‘You can’t hurry or you’ll make a mistake’
Gillian wing, 65, Lincolnshire
Breaking the glass and selecting the perfect piece to complete my sun-catcher, I am completely immersed. Working with glass has a pace of its own – if you’re in a hurry you’ll make a mistake or even cut yourself! I love creating beautiful framed mirrors, windows and mandalas, or helping my pupils – who range in age from 16 to their 80s – make something lovely.
I haven’t always done this – until I retired in 2008, I had a managerial role in the health service! But I learned to make stained glass as a hobby in the 70s, after attending a workshop and meeting a friend who had her own studio. Over the next 40 years, working and raising a family, I had little time for stained-glass making. But in 2008, as I planned for retirement, I found a new complex of studios were opening up three miles from my home in Spalding. The timing seemed serendipitous and I rented a studio with thoughts of setting up a stained-glass workshop.
Before opening, I went on courses to renew my
skills – finding how the techniques and tools had developed since my training, and gradually
finding my feet again. Since then I’ve worked on bespoke pieces, which I sell at my studio; but
I’ve also started to run workshops both for hobbyists and art and design students.
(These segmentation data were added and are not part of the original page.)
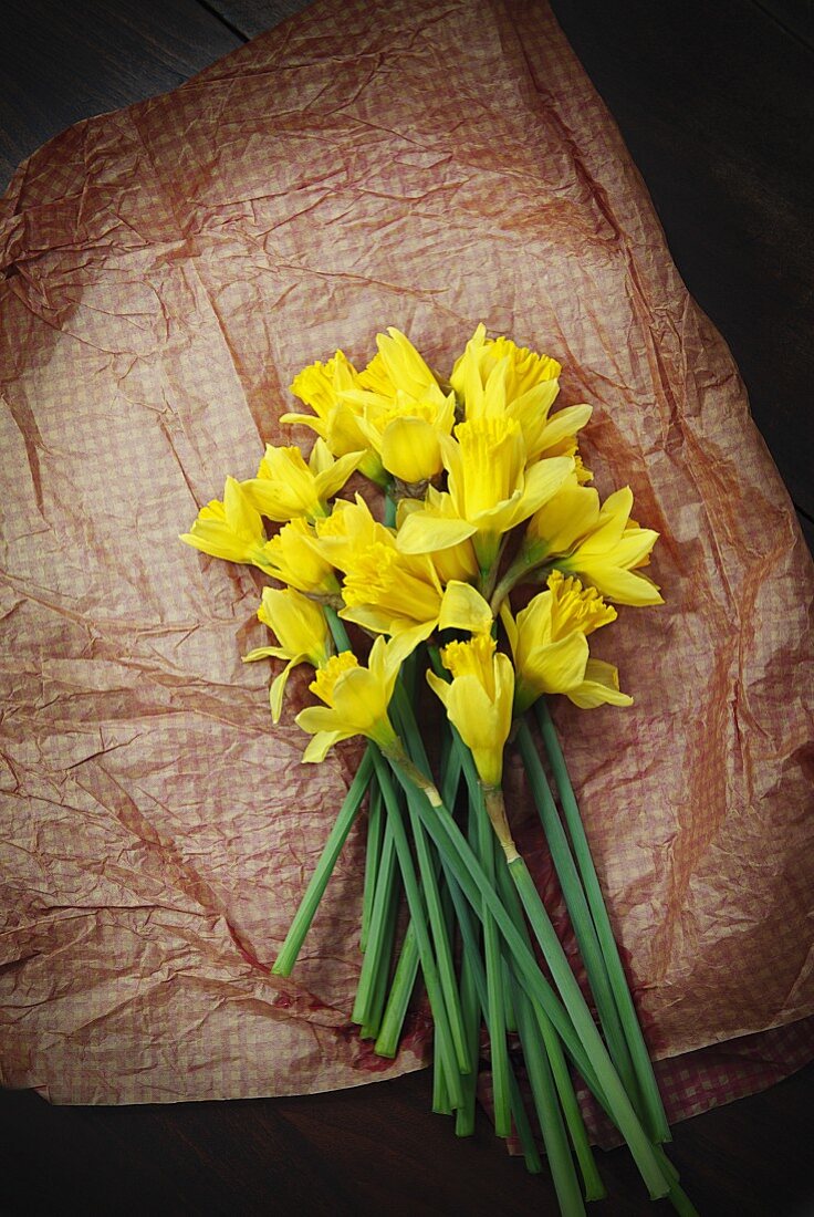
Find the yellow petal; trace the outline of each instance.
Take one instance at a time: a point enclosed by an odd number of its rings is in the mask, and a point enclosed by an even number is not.
[[[386,470],[408,483],[430,481],[443,467],[438,432],[423,419],[393,419],[382,433],[381,458]]]
[[[492,608],[479,591],[456,579],[447,584],[438,616],[439,629],[468,629],[471,634],[488,634],[492,629]]]
[[[476,526],[466,520],[414,511],[405,517],[395,540],[403,554],[432,554],[437,549],[459,545],[476,531]]]
[[[589,660],[583,684],[578,689],[572,689],[566,696],[582,710],[594,710],[604,705],[633,705],[633,697],[619,691],[619,673],[612,663],[605,663],[604,660]]]

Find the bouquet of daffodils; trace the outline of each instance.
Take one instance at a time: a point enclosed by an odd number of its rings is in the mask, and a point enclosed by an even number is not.
[[[601,503],[588,484],[577,434],[591,409],[552,411],[556,360],[488,338],[482,325],[449,380],[398,330],[377,347],[363,371],[342,352],[305,368],[291,388],[311,413],[282,421],[316,433],[308,459],[268,447],[257,477],[228,478],[223,501],[181,538],[274,581],[258,616],[276,641],[245,658],[285,664],[271,683],[275,723],[292,668],[314,668],[319,705],[296,719],[310,735],[303,761],[367,740],[273,971],[293,969],[366,800],[364,954],[350,1014],[360,1034],[394,1056],[421,982],[433,1110],[454,1115],[460,1135],[475,1128],[485,1027],[495,1132],[515,1134],[539,1171],[537,1123],[563,1213],[605,1195],[576,1075],[651,1196],[691,1213],[662,1149],[664,1110],[548,708],[555,694],[585,710],[630,705],[617,669],[591,658],[589,636],[616,619],[613,604],[662,602],[642,573],[657,533],[630,518],[629,489]],[[372,483],[367,497],[342,497],[354,473]],[[445,725],[433,768],[422,724],[436,722],[434,699]],[[526,767],[595,1014],[512,837],[501,786],[510,747]]]

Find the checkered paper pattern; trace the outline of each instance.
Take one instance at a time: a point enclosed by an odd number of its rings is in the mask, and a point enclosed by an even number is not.
[[[557,722],[672,1115],[802,1064],[810,560],[546,7],[316,4],[52,141],[0,231],[2,1082],[172,1101],[425,1059],[420,1010],[395,1062],[348,1022],[361,825],[269,976],[359,753],[301,765],[303,677],[273,729],[240,658],[260,581],[178,533],[288,434],[303,365],[397,325],[448,370],[481,320],[560,359],[597,488],[662,533],[667,602],[607,656],[635,706]],[[510,796],[556,901],[515,770]],[[764,1036],[767,1069],[714,1055]]]

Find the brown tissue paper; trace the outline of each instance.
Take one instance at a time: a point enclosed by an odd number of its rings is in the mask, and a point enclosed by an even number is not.
[[[768,1028],[780,1073],[780,1028],[814,1054],[810,560],[548,9],[326,0],[64,133],[0,219],[2,1083],[169,1101],[421,1064],[420,1014],[395,1062],[348,1019],[361,823],[268,972],[359,753],[301,765],[304,673],[274,729],[241,663],[262,578],[178,534],[264,442],[309,442],[277,421],[302,366],[395,325],[448,371],[481,320],[563,364],[600,493],[662,533],[666,605],[597,644],[634,707],[557,708],[651,1049],[750,1037],[719,1097],[760,1084]]]

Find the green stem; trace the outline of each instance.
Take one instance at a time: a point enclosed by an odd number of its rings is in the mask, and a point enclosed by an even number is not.
[[[419,975],[419,943],[410,921],[399,954],[389,997],[384,1006],[375,1049],[378,1056],[395,1056],[402,1028]]]
[[[428,769],[423,741],[421,740],[421,735],[415,727],[411,712],[409,712],[409,702],[405,700],[404,689],[400,683],[397,683],[392,706],[393,720],[397,725],[397,730],[400,730],[402,735],[405,738],[412,758],[419,764],[422,764],[425,769]],[[453,1043],[455,1045],[457,1067],[461,1073],[468,1073],[472,1069],[472,1062],[470,1061],[466,1047],[466,1028],[464,1026],[464,1014],[461,1011],[460,993],[457,991],[457,977],[455,976],[451,943],[449,941],[447,921],[444,919],[440,903],[437,871],[430,853],[430,845],[423,825],[421,824],[421,820],[409,800],[408,809],[416,857],[419,859],[421,886],[423,888],[427,913],[430,915],[430,929],[432,931],[432,940],[436,948],[438,975],[440,977],[442,992],[447,1006],[447,1014],[449,1016]]]
[[[596,926],[596,935],[605,958],[605,966],[607,969],[613,998],[619,1011],[622,1027],[630,1049],[633,1066],[639,1081],[641,1097],[645,1103],[647,1126],[650,1128],[651,1137],[655,1140],[667,1142],[670,1139],[670,1129],[667,1122],[667,1115],[664,1114],[664,1105],[658,1092],[658,1083],[656,1082],[656,1075],[653,1073],[650,1053],[647,1051],[647,1045],[645,1044],[645,1038],[641,1033],[636,1010],[633,1004],[633,997],[630,996],[628,981],[624,975],[624,969],[619,958],[619,949],[616,944],[616,938],[613,937],[611,919],[607,914],[607,908],[602,897],[602,888],[600,887],[599,877],[596,875],[596,868],[594,867],[594,859],[588,845],[588,837],[585,836],[585,829],[579,814],[579,807],[577,806],[573,786],[571,785],[562,748],[560,747],[557,733],[544,697],[539,699],[535,710],[540,731],[543,734],[543,742],[545,745],[554,780],[560,793],[560,804],[562,807],[566,824],[568,825],[574,858],[577,860],[577,867],[579,868],[579,874],[582,876],[594,925]]]
[[[288,927],[285,942],[282,943],[280,953],[274,961],[274,966],[271,968],[274,976],[290,976],[294,964],[297,963],[301,947],[305,940],[308,930],[310,929],[310,924],[314,920],[314,914],[316,913],[319,902],[325,894],[325,888],[327,887],[337,858],[342,852],[342,846],[344,845],[348,832],[350,831],[350,826],[357,818],[359,804],[361,803],[365,791],[370,784],[372,772],[374,750],[369,745],[367,751],[361,758],[361,764],[357,770],[357,775],[350,783],[350,789],[344,797],[344,802],[339,808],[339,814],[337,815],[333,828],[329,834],[329,839],[325,842],[316,869],[310,877],[308,887],[305,888],[305,894],[299,902],[299,908],[297,909],[294,919]]]
[[[526,773],[528,774],[532,795],[543,824],[543,831],[551,851],[551,858],[557,879],[560,880],[566,908],[571,916],[577,944],[585,964],[588,981],[596,1002],[596,1011],[605,1032],[611,1059],[634,1106],[636,1110],[640,1110],[639,1087],[630,1059],[630,1050],[613,999],[613,991],[611,989],[605,959],[600,949],[599,938],[596,937],[588,901],[585,899],[585,892],[579,881],[579,874],[574,865],[568,839],[557,815],[545,772],[540,764],[530,731],[524,722],[521,722],[518,725],[516,742],[523,758]]]
[[[483,791],[470,792],[477,818],[477,856],[489,884],[495,884],[494,832],[487,815]],[[506,1006],[504,999],[503,954],[500,932],[485,902],[481,904],[483,921],[483,953],[487,968],[487,1004],[489,1047],[492,1049],[492,1084],[494,1092],[494,1122],[498,1137],[511,1135],[509,1099],[509,1048],[506,1045]]]
[[[375,786],[370,792],[367,804],[367,841],[365,847],[365,885],[361,896],[361,929],[359,931],[359,949],[367,947],[367,933],[370,930],[370,916],[376,894],[376,877],[378,874],[378,859],[382,848],[384,832],[384,817],[382,815],[382,792]]]
[[[669,1187],[656,1161],[652,1145],[647,1140],[630,1099],[619,1081],[619,1075],[613,1069],[611,1059],[607,1055],[607,1049],[590,1016],[590,1010],[585,1004],[582,989],[571,971],[560,940],[554,931],[549,914],[545,912],[539,892],[523,859],[518,857],[510,862],[509,873],[517,887],[526,916],[545,955],[545,961],[549,965],[554,982],[571,1015],[574,1030],[596,1070],[602,1092],[613,1105],[619,1132],[622,1132],[630,1146],[630,1152],[650,1189],[651,1199],[657,1200],[659,1196],[667,1195]]]
[[[523,908],[520,903],[517,888],[511,881],[509,868],[505,862],[498,865],[498,886],[504,904],[506,905],[515,925],[523,935],[523,941],[530,948],[530,940],[528,937],[528,930],[526,929],[526,920],[523,918]],[[566,1125],[568,1126],[571,1143],[577,1154],[585,1200],[601,1200],[607,1195],[607,1191],[600,1177],[599,1170],[596,1168],[596,1161],[588,1140],[585,1122],[582,1117],[582,1111],[579,1110],[579,1103],[574,1093],[573,1082],[571,1081],[571,1073],[562,1051],[560,1037],[551,1026],[550,1019],[537,1002],[532,1002],[532,1010],[543,1037],[543,1044],[549,1055],[551,1073],[554,1075],[557,1094],[560,1095],[560,1105],[566,1118]]]
[[[447,868],[447,882],[449,886],[450,894],[453,897],[453,903],[455,905],[455,913],[457,916],[457,924],[461,931],[461,941],[464,946],[464,958],[468,961],[472,970],[472,978],[475,981],[475,988],[478,996],[479,1008],[483,1013],[483,1019],[487,1023],[487,1031],[489,1030],[489,1008],[488,1008],[488,996],[487,996],[487,977],[483,966],[483,960],[481,958],[481,949],[478,944],[477,933],[472,925],[472,915],[470,907],[466,902],[464,892],[461,891],[457,880],[451,870]],[[468,1079],[465,1079],[468,1081]],[[534,1134],[532,1132],[532,1126],[529,1123],[528,1114],[523,1104],[523,1097],[517,1084],[517,1078],[515,1077],[513,1070],[510,1069],[509,1073],[510,1083],[510,1097],[511,1097],[511,1114],[515,1121],[515,1127],[517,1128],[517,1135],[520,1138],[521,1148],[523,1150],[523,1157],[526,1160],[526,1167],[530,1174],[539,1174],[543,1170],[543,1163],[540,1162],[540,1155],[538,1152],[537,1145],[534,1143]]]
[[[579,1191],[577,1172],[574,1171],[568,1137],[566,1135],[566,1126],[562,1121],[562,1112],[554,1088],[551,1067],[546,1054],[539,1051],[537,1047],[538,1028],[532,1014],[530,1002],[517,982],[515,982],[515,1005],[528,1081],[532,1087],[537,1118],[545,1142],[545,1151],[549,1156],[549,1166],[560,1202],[560,1212],[562,1217],[583,1217],[585,1206]]]
[[[624,1087],[613,1069],[607,1049],[605,1048],[605,1044],[594,1026],[588,1006],[585,1005],[584,998],[579,992],[579,986],[573,978],[565,955],[562,955],[562,963],[565,964],[567,976],[576,988],[574,994],[573,989],[568,989],[567,980],[563,981],[566,989],[569,992],[571,999],[567,1013],[551,992],[550,986],[538,968],[537,960],[524,947],[522,938],[511,922],[501,901],[494,888],[490,887],[487,876],[483,874],[483,869],[481,868],[477,858],[472,854],[472,851],[464,840],[460,829],[440,802],[438,792],[434,791],[433,787],[434,793],[432,795],[432,798],[428,797],[426,778],[423,779],[423,786],[419,786],[416,790],[411,768],[405,765],[392,753],[388,755],[388,759],[399,781],[404,786],[405,792],[408,793],[408,800],[416,804],[427,831],[431,834],[442,852],[442,857],[447,858],[450,865],[456,867],[456,877],[466,892],[470,903],[476,910],[479,910],[482,897],[488,901],[490,912],[498,921],[500,931],[509,944],[517,965],[518,976],[529,997],[534,997],[540,1002],[568,1051],[574,1060],[577,1060],[578,1067],[585,1081],[590,1084],[593,1077],[597,1083],[596,1088],[599,1088],[600,1093],[606,1097],[608,1104],[611,1105],[613,1122],[617,1125],[619,1132],[627,1140],[630,1152],[633,1154],[636,1166],[647,1184],[651,1196],[657,1199],[658,1196],[666,1195],[668,1191],[668,1183],[656,1161],[652,1145],[647,1140]],[[419,779],[422,778],[421,774],[417,776]],[[526,870],[522,858],[517,858],[513,863],[511,863],[511,868],[515,868],[515,874],[512,875],[515,881],[522,881],[522,871],[524,871],[526,876],[528,876],[528,871]],[[541,909],[539,896],[537,894],[537,890],[534,888],[530,876],[528,876],[528,885],[529,886],[526,887],[527,897],[529,896],[530,887],[530,892],[534,893],[534,899]],[[522,896],[523,893],[521,892],[521,898]],[[526,907],[526,901],[523,904]],[[532,901],[529,901],[529,907],[534,908]],[[543,914],[548,921],[545,910],[543,910]],[[551,933],[554,935],[554,931],[551,931]],[[562,948],[560,947],[556,935],[554,935],[554,943],[556,943],[556,949],[560,954],[562,954]],[[554,943],[551,943],[552,952]],[[558,970],[561,971],[561,969]],[[572,1019],[574,1020],[573,1023]],[[591,1088],[596,1090],[596,1088]]]
[[[375,1038],[378,1032],[377,1022],[381,1019],[381,1006],[383,1005],[381,988],[382,983],[387,981],[395,933],[395,915],[398,910],[397,875],[398,864],[393,825],[388,820],[384,828],[376,893],[370,918],[367,949],[361,964],[357,999],[350,1015],[352,1022],[361,1025],[363,1038],[365,1039]],[[377,1005],[378,1015],[376,1015]]]
[[[427,931],[426,910],[421,898],[415,868],[412,865],[412,856],[410,853],[406,831],[402,820],[398,797],[387,765],[384,764],[377,748],[374,751],[372,756],[376,776],[382,789],[384,807],[387,808],[387,817],[393,824],[395,851],[399,859],[399,867],[402,868],[402,881],[406,893],[410,916],[412,919],[412,924],[415,925],[421,970],[423,972],[425,985],[427,986],[427,996],[430,998],[430,1006],[432,1009],[432,1016],[436,1026],[436,1051],[440,1055],[440,1065],[444,1070],[451,1106],[459,1107],[464,1101],[464,1094],[461,1090],[460,1075],[456,1067],[455,1047],[443,998],[438,968],[432,952],[430,933]]]

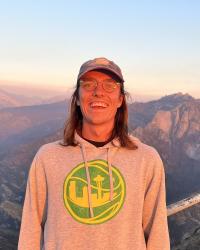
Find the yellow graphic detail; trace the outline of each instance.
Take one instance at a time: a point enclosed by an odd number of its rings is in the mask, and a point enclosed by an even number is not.
[[[102,190],[102,181],[104,180],[104,178],[101,175],[97,175],[97,177],[94,178],[93,180],[97,182],[97,193],[92,194],[92,206],[98,207],[99,205],[103,205],[105,202],[109,201],[110,192],[104,192]],[[77,197],[76,181],[70,181],[69,198],[71,199],[71,201],[73,201],[75,204],[81,207],[89,207],[87,186],[84,186],[82,191],[83,191],[83,196]],[[117,193],[114,193],[114,197],[116,195]]]
[[[125,182],[119,170],[112,166],[113,199],[110,200],[108,164],[104,160],[88,162],[91,178],[91,204],[94,217],[90,217],[88,183],[84,163],[76,166],[66,177],[63,189],[64,204],[71,216],[86,224],[100,224],[114,217],[125,199]]]

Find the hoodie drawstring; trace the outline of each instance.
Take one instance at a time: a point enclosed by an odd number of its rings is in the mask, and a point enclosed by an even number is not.
[[[82,149],[82,153],[83,153],[83,160],[84,160],[84,164],[85,164],[86,177],[87,177],[87,183],[88,183],[87,188],[88,188],[88,203],[89,203],[90,215],[91,215],[91,217],[94,217],[94,212],[93,212],[93,208],[92,208],[92,190],[91,190],[90,172],[89,172],[89,168],[88,168],[85,147],[83,144],[81,145],[81,149]]]
[[[113,176],[112,176],[110,148],[108,148],[108,171],[109,171],[109,181],[110,181],[110,201],[112,201],[114,192],[113,192]]]
[[[87,177],[87,190],[88,190],[88,204],[90,210],[90,216],[94,217],[93,207],[92,207],[92,188],[91,188],[91,179],[90,179],[90,172],[88,167],[88,161],[86,157],[86,150],[83,144],[80,144],[80,148],[83,155],[85,170],[86,170],[86,177]],[[111,165],[111,157],[110,157],[110,148],[107,148],[107,161],[108,161],[108,172],[109,172],[109,182],[110,182],[110,201],[113,200],[114,196],[114,187],[113,187],[113,175],[112,175],[112,165]]]

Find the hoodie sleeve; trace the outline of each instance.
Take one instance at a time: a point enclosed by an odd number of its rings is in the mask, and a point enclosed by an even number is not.
[[[147,169],[143,207],[143,229],[147,250],[169,250],[164,167],[157,151],[154,151],[148,162],[151,164],[148,164]]]
[[[29,171],[18,250],[42,249],[46,194],[45,171],[37,154]]]

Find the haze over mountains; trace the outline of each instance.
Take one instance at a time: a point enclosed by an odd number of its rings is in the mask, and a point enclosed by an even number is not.
[[[16,249],[30,163],[42,144],[62,137],[67,110],[67,101],[0,110],[0,241],[3,249]],[[131,133],[161,154],[168,204],[200,192],[199,99],[177,93],[147,103],[132,103],[129,122]],[[169,219],[172,243],[179,244],[179,249],[198,249],[195,244],[200,234],[200,215],[196,207]],[[183,244],[189,248],[183,248]]]
[[[16,94],[0,88],[0,109],[7,107],[22,107],[30,105],[40,105],[45,103],[54,103],[65,100],[65,95],[57,95],[53,97],[40,97]]]

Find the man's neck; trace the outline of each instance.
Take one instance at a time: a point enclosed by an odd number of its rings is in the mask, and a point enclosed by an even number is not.
[[[82,137],[91,141],[104,142],[111,137],[112,129],[105,126],[93,126],[83,123]]]

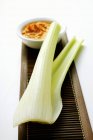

I teach for the Stained Glass Museum at Eli, at Lamport Hall in Northamptonshire and on community projects in churches and chapels.
Of course, working with such a fragile material can be precarious. One year at the Sandringham Flower Show, a rogue gust of wind dashed one of my roundels to
the floor. But in spite of the odd smash, it’s satisfying work.
Stained glass may seem a relic from the past, but its beauty is timeless; whether in an ancient chapel or embedded in modern architecture, for me it will never get old.